Similarly, a trial’s hypothesis will dictate the choice of outcome measures. We conclude that neither patient-reported nor more “objective” measures are more desirable in the general context of control interventions. This decision depends primarily on the trial’s objectives. Furthermore, the evidence regarding their differential susceptibility to placebo effects is inconclusive.51 If available and appropriate, both patient-reported and more objective outcome measures can be used.5253
The evidence regarding the susceptibility of objective and patient-reported outcomes to placebo effects is inconclusive? I don't think so. The wishy-washy commentary about objective outcomes in efficacy trials is disappointing. They seem to assume that therapists and participants won't be able to work out which therapy is the 'real' one.
 
I don't think much of this matters as long as the current trend of doing the same trials over and over again until they get favorable results, then building up evidence by cherry-picking those and ignoring everything that doesn't confirm their expectations as unimportant. And the lack of honest reporting. You can't really be more wrong than having something like PACE, which at best can claim that 1/7 get some form of minor subjective benefit turning into "this is a cure, and it means that it's psychological".

It's that biased thinking that ruins everything, the rest can be good and it wouldn't change anything, it's still no better than snake oil merchants trying to market their own brand of snake oil in the end. They chose to sell that specific brand of snake oil because they think it works. Homeopathy does the exact same thing, and so do most alternative medicines.

It's bias that's the problem. This discipline is completely biased in favor of being right. None of this changes the crisis of validity, in fact this seems pretty much like another layer of varnish on top.
 
Let's just take the example of IQWIG, who filtered out something like 97% of trials on the basis of being too poor and/or biased, and somehow kept mostly the same recommendations anyway. Even though the recommendations are basically toxic simply by being "confirmed" again and again in highly biased experiments. This is disastrous, especially as it concerns research whose substance is actively used as is in real life. They aren't early phase R&D prototypes, they're used as products in real life on real people, sometimes recommended straight out of the first feasibility "trial", where they're basically already planning for its implementation, assuming it "works", since they know that "works" doesn't mean anything in this context.

This is not a matter of details, it's at the highest levels, in the decisions and priorities, in the endless cycle of doing the same stuff over and over again and in what is even the point of the whole system, which currently mostly seems to be "employ people".

You cannot tweak out of such near perfect level of failure. The people who love this research are still doing or approving or funding the exact same type and level of quality of research, the very same they already did dozens of times over, in some cases like "CBT for fatigue" already hundreds of times over, if not above a thousand. You can't fix that at the researcher level, there has to be some actual oversight that is capable of ending gravy trains of pointless self-indulgence, and not just even when it's politically hard and controversial, but especially when it is.

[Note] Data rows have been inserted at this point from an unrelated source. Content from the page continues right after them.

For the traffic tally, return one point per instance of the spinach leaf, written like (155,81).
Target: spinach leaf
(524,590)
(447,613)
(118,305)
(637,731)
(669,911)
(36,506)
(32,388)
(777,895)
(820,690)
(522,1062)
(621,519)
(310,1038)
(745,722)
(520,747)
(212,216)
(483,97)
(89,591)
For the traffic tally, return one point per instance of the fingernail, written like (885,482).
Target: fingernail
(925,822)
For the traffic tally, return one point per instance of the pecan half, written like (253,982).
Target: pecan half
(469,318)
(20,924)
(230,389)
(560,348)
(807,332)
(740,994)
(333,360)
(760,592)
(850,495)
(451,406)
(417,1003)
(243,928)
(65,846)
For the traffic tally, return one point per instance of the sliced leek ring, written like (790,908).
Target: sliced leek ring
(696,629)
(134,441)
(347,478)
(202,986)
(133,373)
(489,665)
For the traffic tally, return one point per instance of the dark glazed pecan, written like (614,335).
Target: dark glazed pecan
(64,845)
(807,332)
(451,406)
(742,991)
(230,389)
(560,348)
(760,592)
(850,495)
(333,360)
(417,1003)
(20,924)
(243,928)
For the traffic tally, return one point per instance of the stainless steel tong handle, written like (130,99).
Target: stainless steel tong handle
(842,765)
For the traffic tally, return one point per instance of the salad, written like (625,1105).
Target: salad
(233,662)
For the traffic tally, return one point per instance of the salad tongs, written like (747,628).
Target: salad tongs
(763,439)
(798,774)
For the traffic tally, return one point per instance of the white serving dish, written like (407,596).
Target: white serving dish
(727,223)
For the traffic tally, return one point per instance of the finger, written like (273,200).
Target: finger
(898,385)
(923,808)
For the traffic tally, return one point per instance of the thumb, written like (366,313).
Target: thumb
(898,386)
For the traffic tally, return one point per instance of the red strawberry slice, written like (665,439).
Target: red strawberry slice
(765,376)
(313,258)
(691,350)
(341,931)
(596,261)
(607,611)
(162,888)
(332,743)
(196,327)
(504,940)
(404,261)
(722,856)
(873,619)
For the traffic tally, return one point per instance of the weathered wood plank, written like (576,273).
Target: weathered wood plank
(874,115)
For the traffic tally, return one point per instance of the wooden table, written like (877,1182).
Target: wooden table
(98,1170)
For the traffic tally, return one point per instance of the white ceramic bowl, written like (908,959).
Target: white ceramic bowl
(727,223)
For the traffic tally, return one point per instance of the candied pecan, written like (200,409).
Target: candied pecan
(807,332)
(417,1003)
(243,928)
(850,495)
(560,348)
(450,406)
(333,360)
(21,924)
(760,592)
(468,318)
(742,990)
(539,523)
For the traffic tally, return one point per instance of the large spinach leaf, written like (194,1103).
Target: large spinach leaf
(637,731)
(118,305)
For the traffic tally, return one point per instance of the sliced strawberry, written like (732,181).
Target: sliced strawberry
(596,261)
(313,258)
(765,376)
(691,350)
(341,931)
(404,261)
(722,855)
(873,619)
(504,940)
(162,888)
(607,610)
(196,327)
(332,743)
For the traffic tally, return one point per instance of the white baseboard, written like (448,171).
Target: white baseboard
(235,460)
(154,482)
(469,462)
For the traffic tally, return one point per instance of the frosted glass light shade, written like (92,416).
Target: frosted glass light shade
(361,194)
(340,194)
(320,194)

Otherwise it's easy to see decades of "trying" CBT for LC-MUS, then the same for LC-FND, then for COVID-related "persistent symptoms", then some other generic descriptions. Then inventing modified versions of CBT, dozens of them and whose details don't even matter, and trying all variations of them for years and years, recommending them, then continuing to "research" the exact same stuff anyway, the academic version of doing "one take videos" that took many takes to get right but you just delete the ones that missed.

Then it's ACT. Then it's self-hugging, or water yoga. For years and decades, with nothing useful being delivered. None of this is any different than doing the same thing with hundreds of homeopathic concoctions, in the end it's all "testing" the same stuff, and just poorly enough that it can "pass", just not on actual legitimate standards.